Dr. Joseph J. Capista says there are definite qualities that separate a leader and a manager, and the two positions can’t be confused.

“You have to understand the manager is not the leader, and there can only really be one leader in the company,” says the president, founder and owner of Williamsburg Dental, which employs about 50 people.

Capista says that one main difference is that as the leader, you have to have a vision for the business and you have to display the qualities of a leader to get employees to follow that vision.

Smart Business spoke with Capista about how to communicate a vision and how controlling your thoughts is important to getting buy-in for your vision.

Q. What are the keys to communicating a vision?

That’s where the manager comes in to play and the partners to a degree.

So many times my manager will come in to me and say, ‘We are going to have to say this because of that.’ I say, ‘Well, is that the truth? We’re going to say the truth. This is what we have to do and bear the consequence of it.’

She knows that there is integrity and honesty in what we do. Because of that, she knows where we want to take the practice, and she has the pulse on delivering.

If you said to me, ‘(Does) everyone in the practice have the same vision?’ I don’t think they do.
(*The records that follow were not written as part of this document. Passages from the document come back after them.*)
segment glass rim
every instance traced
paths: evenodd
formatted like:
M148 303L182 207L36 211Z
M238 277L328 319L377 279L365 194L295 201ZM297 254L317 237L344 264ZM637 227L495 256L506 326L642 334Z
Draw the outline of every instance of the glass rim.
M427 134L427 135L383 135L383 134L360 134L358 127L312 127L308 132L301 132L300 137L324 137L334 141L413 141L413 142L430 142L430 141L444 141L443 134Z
I’m not sure that they could because of the various levels of requirements for the different jobs.

So, the person that is sterilizing instruments still has to have the vision that we are here for quality, we are here for people, we are here to serve.

So, they may have a more basic vision than the vision that the partners may have or I may have or the manager may have. But, on an ongoing basis, we have meetings by us as owners and by the manager to convey what we’re trying to do here.

Our vision of where we want to end up has to be conveyed from the top to the bottom through the way we behave, the way we talk, the way our managers convey the things we are talking about.